Pretend the dataframe below is an edgelist (relation between inst2 and motherinst2), and that km is an attribute I want to calculate as a path that's been assigned to the edges. I'm too new at coding to make a reproducible edge list.
inst2 = c(2, 3, 4, 5, 6)
motherinst2 = c(7, 8, 9, 10, 11)
km = c(20, 30, 40, 25, 60)
df2 = data.frame(inst2, motherinst2)
edgelist = cbind(df2, km)
g = graph_from_data_frame(edgelist)
I know how to calculate the path length of vertices in a graph, but I have some attributes attached to the edges that I want to sum up as path lengths.

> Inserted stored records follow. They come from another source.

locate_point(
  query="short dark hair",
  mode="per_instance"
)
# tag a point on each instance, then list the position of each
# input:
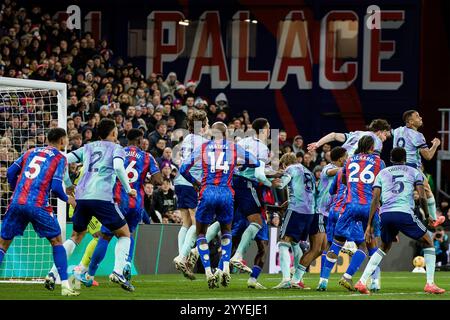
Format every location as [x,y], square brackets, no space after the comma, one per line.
[407,115]
[105,127]
[379,125]
[398,155]
[365,144]
[259,124]
[337,153]
[55,134]
[134,134]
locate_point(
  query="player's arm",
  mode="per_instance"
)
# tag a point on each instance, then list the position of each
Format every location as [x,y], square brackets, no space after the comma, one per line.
[333,136]
[13,172]
[428,153]
[189,163]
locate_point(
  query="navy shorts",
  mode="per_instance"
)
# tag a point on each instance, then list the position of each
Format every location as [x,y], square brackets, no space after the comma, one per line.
[393,222]
[296,225]
[318,224]
[132,217]
[246,199]
[187,197]
[347,224]
[18,216]
[240,223]
[215,202]
[108,213]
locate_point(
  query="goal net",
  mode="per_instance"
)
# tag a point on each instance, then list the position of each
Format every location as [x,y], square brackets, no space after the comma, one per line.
[28,110]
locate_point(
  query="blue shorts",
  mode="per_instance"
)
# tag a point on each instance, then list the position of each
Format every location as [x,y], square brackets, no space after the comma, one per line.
[318,224]
[356,234]
[108,213]
[296,225]
[346,226]
[393,222]
[187,197]
[18,216]
[215,201]
[240,223]
[132,217]
[246,199]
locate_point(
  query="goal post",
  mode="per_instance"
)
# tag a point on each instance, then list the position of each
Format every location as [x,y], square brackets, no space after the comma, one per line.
[28,110]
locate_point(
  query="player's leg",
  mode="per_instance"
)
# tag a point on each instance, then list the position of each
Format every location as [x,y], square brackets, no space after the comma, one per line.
[258,264]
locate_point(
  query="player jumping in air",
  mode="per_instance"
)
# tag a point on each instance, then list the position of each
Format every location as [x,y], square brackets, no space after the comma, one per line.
[360,172]
[298,219]
[218,159]
[32,176]
[138,165]
[103,161]
[394,188]
[414,142]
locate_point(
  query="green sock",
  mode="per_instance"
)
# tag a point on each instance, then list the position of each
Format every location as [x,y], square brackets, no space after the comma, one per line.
[285,260]
[430,263]
[247,237]
[432,207]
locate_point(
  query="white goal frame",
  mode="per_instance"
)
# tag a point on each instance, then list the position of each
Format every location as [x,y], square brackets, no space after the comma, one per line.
[61,88]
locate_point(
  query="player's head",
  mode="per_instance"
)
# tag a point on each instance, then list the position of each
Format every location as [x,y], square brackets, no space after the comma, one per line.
[134,137]
[381,128]
[366,145]
[398,155]
[261,127]
[412,118]
[339,155]
[288,159]
[57,137]
[107,130]
[219,130]
[201,118]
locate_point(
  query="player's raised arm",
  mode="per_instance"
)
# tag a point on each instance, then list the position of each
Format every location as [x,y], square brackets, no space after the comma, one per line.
[13,171]
[333,136]
[189,163]
[428,153]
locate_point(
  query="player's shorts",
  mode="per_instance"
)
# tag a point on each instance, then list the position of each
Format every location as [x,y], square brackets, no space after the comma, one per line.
[318,224]
[393,222]
[296,225]
[187,197]
[356,235]
[132,216]
[347,221]
[246,199]
[94,226]
[240,223]
[108,213]
[215,201]
[18,216]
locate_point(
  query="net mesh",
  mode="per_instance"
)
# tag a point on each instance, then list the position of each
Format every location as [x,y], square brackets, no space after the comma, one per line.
[26,115]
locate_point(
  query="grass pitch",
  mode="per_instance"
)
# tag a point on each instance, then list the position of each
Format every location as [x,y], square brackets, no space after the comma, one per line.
[394,286]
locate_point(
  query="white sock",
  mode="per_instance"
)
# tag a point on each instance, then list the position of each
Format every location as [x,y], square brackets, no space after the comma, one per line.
[181,237]
[373,263]
[213,231]
[430,263]
[70,246]
[121,254]
[189,242]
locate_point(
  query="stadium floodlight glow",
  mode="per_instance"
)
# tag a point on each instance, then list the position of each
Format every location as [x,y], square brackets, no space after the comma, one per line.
[184,22]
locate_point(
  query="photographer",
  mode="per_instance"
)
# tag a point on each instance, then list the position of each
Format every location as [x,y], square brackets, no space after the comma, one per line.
[440,239]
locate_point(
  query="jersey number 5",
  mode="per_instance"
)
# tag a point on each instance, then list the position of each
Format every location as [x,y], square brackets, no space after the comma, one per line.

They are simple attributes (distance in km, time in days, and speed as km/day).
This is how I was calculating the path of vertices (between roots and terminals/leaves):
roots = which(sapply(sapply(V(g),
function(x) neighbors(g, x, mode = 'in')), length) == 0)

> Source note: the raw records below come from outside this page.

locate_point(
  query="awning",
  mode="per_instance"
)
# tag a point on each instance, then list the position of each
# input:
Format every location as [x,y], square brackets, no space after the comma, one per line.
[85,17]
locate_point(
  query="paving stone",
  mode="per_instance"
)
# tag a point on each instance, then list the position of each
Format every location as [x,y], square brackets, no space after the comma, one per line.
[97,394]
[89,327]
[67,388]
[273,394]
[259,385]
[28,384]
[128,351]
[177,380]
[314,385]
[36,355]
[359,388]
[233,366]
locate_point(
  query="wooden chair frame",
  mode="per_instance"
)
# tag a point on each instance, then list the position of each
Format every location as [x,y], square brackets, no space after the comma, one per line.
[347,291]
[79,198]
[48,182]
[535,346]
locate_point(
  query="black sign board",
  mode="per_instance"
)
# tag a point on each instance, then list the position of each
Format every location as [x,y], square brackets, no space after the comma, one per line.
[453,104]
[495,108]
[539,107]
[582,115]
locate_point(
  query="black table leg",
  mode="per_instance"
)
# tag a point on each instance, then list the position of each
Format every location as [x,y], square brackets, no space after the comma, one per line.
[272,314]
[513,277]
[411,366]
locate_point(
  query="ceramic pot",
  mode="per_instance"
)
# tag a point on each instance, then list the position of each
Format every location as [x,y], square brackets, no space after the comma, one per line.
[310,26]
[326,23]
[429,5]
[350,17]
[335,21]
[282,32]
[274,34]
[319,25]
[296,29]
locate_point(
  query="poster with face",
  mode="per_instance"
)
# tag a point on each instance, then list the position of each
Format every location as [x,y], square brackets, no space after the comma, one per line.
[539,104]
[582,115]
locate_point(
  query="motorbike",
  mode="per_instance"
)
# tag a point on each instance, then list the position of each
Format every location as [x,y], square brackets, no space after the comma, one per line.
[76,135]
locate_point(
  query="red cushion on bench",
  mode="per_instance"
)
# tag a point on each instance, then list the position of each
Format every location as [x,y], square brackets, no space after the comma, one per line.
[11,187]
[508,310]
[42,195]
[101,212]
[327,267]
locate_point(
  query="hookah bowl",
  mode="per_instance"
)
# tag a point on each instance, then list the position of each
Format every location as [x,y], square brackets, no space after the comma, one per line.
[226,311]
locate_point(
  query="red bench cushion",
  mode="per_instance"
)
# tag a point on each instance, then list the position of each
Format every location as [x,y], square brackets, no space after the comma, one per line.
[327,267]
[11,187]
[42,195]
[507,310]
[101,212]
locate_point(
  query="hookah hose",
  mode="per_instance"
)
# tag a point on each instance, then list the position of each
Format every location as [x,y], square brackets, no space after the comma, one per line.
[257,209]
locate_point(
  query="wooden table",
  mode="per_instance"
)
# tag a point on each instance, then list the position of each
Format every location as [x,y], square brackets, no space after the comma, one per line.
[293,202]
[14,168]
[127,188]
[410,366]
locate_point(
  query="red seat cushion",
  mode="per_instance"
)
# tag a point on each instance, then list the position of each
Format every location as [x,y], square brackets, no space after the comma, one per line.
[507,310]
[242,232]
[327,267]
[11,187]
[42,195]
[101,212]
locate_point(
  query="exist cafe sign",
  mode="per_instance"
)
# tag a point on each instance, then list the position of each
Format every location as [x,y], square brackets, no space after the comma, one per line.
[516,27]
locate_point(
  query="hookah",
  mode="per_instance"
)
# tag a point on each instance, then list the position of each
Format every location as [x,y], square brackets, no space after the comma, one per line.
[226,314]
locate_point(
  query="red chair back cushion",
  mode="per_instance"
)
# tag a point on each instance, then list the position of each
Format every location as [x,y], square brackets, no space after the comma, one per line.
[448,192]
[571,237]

#slight tweaking this piece of code will also calculate 'terminal' nodes (or leaves). (11):
terminals = which(sapply(sapply(V(g),
function(x) neighbors(g, x, mode = 'out')), length) == 0)
paths= lapply(roots, function(x) get.all.shortest.paths(g, from = x, to = terminals, mode = "out")$res)
named_paths= lapply(unlist(paths, recursive=FALSE), function(x) V(g)[x])
I just want to do essentially exactly as I did above, but summing up the distance, time, and rate (which I will compute the mean of) incurred between each of those paths. If it helps to know how the edges have been added as attributes, I've used cbind like so:
edgelist_df = cbind(edgelist_df, time, dist, speed)
and my graph object (g) is set up like this:
g <- graph_from_data_frame(edgelist_df, vertices = vattrib_df)
vattrib_df is the attributes of the vertices, which is not of interest to us here.